Q. Was it an online/hybrid DNP or a traditional one? Which courses did you enjoy?
A. My DNP program was mostly online, with one on-site intensive per semester. Students shared projects, met with faculty, and collaborated. The intensive was nice, but online courses were better for my schedule. Genomics, which I really liked, was just coming into its own. I also enjoyed my leadership course. It discussed different types of leadership styles from an organizational viewpoint.
Q. What did your DNP capstone project focus on?
A. The focus of my DNP capstone project was on nursing rounds. The aim was to improve morale by increasing the collaboration of charge nurses and staff nurses in a shift. Historically, the charge nurse was not just an administrator, but a nursing expert on the care of patients. Rounding was used to evaluate and assess the care being given.
In my DNP model, the charge nurse would round with the staff nurses and discuss priorities for each patient. The goals were to debate important issues, share experience and feedback to improve patient outcomes, and support nurses of varying experience. This model can be implemented in easy steps by adding a rounding routine to the early part of every shift.
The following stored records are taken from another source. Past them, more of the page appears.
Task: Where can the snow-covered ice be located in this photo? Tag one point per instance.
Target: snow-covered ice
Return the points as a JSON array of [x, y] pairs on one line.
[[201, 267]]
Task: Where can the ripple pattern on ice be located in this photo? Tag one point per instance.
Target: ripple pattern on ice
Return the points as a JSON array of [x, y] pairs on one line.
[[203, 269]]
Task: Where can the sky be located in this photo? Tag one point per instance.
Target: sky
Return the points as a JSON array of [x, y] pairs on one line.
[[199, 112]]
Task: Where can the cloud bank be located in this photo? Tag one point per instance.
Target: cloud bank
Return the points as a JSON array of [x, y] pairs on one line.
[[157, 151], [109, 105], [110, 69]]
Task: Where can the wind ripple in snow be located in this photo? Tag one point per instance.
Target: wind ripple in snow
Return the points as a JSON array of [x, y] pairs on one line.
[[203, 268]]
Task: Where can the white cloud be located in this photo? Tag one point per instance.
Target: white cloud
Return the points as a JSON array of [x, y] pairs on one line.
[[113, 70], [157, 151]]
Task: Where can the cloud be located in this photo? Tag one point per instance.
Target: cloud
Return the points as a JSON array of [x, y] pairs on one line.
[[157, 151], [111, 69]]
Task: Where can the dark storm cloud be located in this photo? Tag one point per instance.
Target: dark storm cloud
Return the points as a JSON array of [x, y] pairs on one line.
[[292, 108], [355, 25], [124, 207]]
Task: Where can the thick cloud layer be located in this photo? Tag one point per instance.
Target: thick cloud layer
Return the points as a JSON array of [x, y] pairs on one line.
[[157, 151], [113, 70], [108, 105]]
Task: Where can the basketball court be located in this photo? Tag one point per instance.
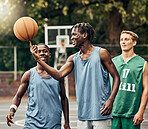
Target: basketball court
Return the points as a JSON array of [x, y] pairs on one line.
[[19, 118], [56, 37]]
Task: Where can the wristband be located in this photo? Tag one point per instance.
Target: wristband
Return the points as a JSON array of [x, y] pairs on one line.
[[13, 106]]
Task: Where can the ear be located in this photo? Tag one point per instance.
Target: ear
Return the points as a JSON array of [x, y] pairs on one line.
[[85, 35], [135, 42]]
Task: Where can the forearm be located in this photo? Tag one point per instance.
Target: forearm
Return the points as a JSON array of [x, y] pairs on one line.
[[144, 99], [115, 87], [16, 101], [51, 71], [65, 107]]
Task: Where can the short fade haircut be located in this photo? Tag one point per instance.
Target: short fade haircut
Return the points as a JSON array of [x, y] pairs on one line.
[[44, 45], [134, 35], [85, 28]]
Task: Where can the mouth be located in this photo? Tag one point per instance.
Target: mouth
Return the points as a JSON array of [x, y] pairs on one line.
[[42, 58]]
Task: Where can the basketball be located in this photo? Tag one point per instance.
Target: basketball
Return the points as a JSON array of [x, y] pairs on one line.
[[25, 28]]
Q. Why did you pick this project?
A. As a nurse, I know that not everyone comes with the same level of experience. There is often a lack of opportunity to share/collaborate/discuss what is important proactively. Nurses come running when an emergency occurs, but where are they before? As staffing numbers are high, the number of nurses available to respond are also low. Certain units and shifts have bare minimum staffing levels. My DNP project taught me that the best protection for patient safety is collaboration.
Q. Has the DNP had any effect on your job? How?
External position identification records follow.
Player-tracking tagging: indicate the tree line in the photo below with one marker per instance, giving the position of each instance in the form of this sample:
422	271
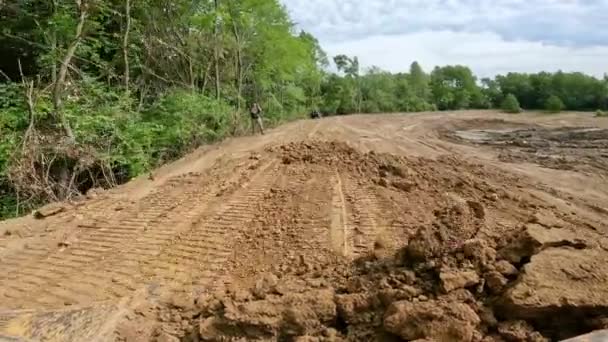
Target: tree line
456	88
95	92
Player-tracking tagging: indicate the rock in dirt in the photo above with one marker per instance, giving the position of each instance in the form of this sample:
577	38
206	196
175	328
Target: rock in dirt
351	307
289	315
423	246
265	285
403	185
433	320
165	337
561	282
49	210
480	251
495	281
478	209
453	280
516	331
536	238
506	268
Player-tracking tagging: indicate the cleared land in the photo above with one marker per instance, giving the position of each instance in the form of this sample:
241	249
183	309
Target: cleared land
463	226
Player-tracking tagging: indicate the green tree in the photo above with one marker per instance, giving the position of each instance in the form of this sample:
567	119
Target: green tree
510	104
454	87
554	104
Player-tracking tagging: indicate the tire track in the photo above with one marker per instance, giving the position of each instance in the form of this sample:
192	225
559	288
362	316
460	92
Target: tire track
116	248
362	229
200	255
339	219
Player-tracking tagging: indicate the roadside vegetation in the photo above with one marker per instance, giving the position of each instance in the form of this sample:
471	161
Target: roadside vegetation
96	92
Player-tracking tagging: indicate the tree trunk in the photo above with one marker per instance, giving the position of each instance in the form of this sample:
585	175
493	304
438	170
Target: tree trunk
63	70
216	51
125	44
239	66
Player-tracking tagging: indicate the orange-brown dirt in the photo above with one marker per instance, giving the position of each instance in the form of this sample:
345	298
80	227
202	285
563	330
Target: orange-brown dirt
467	226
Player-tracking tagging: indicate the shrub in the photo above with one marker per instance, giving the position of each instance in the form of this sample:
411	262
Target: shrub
510	104
554	104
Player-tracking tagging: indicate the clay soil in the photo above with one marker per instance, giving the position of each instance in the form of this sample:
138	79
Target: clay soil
465	226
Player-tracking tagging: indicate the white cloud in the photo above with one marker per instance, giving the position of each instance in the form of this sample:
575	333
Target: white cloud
486	53
490	36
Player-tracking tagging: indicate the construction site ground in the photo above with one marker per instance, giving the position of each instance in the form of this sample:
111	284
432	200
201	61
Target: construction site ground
461	226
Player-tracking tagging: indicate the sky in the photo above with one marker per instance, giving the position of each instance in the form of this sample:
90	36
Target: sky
489	36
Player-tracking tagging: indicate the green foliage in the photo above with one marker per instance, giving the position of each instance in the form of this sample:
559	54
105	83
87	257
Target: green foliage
554	104
182	120
510	104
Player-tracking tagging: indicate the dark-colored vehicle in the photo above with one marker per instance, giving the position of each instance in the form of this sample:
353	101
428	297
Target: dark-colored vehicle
315	114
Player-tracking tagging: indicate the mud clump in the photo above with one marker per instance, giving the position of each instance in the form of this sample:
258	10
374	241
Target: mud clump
457	263
433	320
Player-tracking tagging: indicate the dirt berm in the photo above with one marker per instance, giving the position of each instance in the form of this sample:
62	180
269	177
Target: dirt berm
441	266
362	228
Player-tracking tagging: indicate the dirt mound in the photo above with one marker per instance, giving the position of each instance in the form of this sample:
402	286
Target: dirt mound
567	148
351	246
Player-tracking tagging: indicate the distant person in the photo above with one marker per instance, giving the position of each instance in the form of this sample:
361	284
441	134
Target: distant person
256	118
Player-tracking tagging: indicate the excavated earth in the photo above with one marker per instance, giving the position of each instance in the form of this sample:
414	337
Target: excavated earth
469	226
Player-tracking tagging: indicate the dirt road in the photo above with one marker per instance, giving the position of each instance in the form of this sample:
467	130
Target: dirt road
462	226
A. The DNP helped me view nursing from a systems standpoint. We may be excellent practitioners personally, but we need to create systems that “build in” excellent care. That means the process of education should include translational research and an overview of each individual patient in a system of nursing expertise. As a nursing educator, my goal is to develop critical-thinking nurses who are prepared to meet the goals of future healthcare needs.
Q. Any other advice or tips you have for future DNP students?
A. Seek out diverse experiences. Look at your practice from a perspective beyond your own duties. View it as the work of a professional body. Guide your education by this question: “How can I advance my practice, the profession of nursing, and the care of patients by the work I do?” Let your passion drive your work.